Türkiye Devrimci İşçi Sendikaları Konfederasyonu (DİSK), “Gelirde, vergide adalet, insanca yaşanılacak ücret” talebiyle İstanbul Kartal Neyzen Tevfik Meydanı’ndan Ankara’ya doğru yürüyüşe geçti.

2026 yılı için asgari ücret pazarlıkları sürerken, Türkiye Devrimci İşçi Sendikaları Konfederasyonu (DİSK), “Gelirde, vergide adalet, insanca yaşanılacak ücret” talebiyle Ankara’ya yürümek için Kartal Neyzen Tevfik Meydanı’nda bir araya geldi.

“Bu yürüyüş milyonların sesini, soluğunu, milyonların talebini Ankara’ya taşıma yürüyüşüdür”

Yürüyüş öncesi açıklama yapan DİSK Genel Başkanı Arzu Çerkezoğlu, “Bugün buradan Kartal, Neyzen Tevfik Meydanı'ndan Ankara'ya doğru yola çıkıyoruz.
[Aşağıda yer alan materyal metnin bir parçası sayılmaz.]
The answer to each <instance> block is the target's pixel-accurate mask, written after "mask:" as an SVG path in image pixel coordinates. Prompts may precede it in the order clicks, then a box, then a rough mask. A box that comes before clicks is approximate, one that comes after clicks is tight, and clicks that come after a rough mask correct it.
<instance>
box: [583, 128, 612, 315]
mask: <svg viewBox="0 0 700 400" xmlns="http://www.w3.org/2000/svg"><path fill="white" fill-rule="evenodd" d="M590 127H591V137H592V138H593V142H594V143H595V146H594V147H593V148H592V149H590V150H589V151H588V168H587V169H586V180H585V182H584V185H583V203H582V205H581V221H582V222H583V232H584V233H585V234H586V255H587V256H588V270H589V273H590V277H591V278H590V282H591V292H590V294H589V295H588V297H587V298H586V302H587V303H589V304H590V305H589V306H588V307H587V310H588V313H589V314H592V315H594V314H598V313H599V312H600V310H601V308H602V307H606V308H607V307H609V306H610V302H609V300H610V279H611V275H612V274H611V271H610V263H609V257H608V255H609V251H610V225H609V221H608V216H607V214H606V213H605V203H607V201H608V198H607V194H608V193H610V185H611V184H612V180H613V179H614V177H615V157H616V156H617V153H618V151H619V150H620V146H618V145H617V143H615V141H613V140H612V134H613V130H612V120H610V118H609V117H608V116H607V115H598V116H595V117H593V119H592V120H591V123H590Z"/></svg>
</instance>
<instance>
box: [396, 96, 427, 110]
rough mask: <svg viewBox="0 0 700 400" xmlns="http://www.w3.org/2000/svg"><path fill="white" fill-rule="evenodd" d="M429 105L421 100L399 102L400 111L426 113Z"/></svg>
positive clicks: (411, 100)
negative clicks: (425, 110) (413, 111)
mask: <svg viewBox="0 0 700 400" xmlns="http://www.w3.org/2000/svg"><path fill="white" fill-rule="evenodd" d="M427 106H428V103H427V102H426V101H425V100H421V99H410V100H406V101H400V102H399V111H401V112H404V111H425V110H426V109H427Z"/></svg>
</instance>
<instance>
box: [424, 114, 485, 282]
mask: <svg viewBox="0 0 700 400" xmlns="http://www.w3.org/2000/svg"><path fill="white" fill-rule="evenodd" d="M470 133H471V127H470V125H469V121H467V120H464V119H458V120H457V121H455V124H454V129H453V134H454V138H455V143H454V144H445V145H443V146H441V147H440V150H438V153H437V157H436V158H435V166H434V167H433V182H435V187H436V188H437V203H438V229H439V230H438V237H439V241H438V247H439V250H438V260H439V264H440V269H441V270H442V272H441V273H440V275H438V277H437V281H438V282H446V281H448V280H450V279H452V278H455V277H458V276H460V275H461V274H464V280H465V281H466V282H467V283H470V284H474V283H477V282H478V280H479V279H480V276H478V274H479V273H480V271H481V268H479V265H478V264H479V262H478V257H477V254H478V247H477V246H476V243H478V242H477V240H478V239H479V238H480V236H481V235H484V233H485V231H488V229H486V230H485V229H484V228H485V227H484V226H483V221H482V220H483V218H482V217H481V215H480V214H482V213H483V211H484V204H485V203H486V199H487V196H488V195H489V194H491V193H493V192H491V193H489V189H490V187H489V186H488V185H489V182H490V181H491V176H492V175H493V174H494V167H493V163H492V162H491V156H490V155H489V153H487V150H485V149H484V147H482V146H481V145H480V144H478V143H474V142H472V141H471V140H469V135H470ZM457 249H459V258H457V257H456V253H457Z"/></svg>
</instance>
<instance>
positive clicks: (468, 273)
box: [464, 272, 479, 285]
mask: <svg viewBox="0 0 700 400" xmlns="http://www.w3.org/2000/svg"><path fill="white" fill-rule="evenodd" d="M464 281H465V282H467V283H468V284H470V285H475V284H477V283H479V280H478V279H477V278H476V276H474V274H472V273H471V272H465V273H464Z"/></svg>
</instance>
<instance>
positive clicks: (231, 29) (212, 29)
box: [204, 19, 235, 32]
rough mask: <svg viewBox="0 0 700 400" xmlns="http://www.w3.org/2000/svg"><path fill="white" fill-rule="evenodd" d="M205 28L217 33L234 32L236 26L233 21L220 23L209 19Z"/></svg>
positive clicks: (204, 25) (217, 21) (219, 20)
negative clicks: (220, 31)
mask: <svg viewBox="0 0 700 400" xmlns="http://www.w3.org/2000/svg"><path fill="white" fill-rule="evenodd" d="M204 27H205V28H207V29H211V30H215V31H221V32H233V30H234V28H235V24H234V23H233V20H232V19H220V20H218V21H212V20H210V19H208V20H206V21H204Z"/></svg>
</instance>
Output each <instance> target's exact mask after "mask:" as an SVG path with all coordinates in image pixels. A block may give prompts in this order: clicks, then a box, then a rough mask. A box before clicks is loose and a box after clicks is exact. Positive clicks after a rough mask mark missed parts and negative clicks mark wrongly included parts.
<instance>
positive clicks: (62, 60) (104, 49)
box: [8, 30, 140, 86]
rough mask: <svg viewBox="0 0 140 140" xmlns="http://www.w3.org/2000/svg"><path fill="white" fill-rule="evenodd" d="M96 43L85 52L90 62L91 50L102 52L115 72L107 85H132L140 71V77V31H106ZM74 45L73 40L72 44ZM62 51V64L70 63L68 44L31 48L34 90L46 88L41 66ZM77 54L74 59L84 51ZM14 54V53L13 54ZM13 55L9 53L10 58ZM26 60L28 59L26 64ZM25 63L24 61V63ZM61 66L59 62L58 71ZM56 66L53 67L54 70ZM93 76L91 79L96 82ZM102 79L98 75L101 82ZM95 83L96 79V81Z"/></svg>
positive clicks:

Bu yürüyüş, sadece İstanbul'dan Ankara'ya attığımız adımlar değil; bu yürüyüş milyonların sesini, soluğunu, milyonların talebini Ankara’ya taşıma yürüyüşüdür. Bu yürüyüş, bu ülkenin aydınlık geleceğini; işçilerin, emekçilerin, bu ülkenin tüm değerlerini ve güzelliklerini üretenlerin, bu ülkenin geleceğini kuranların onur yürüyüşüdür.” dedi.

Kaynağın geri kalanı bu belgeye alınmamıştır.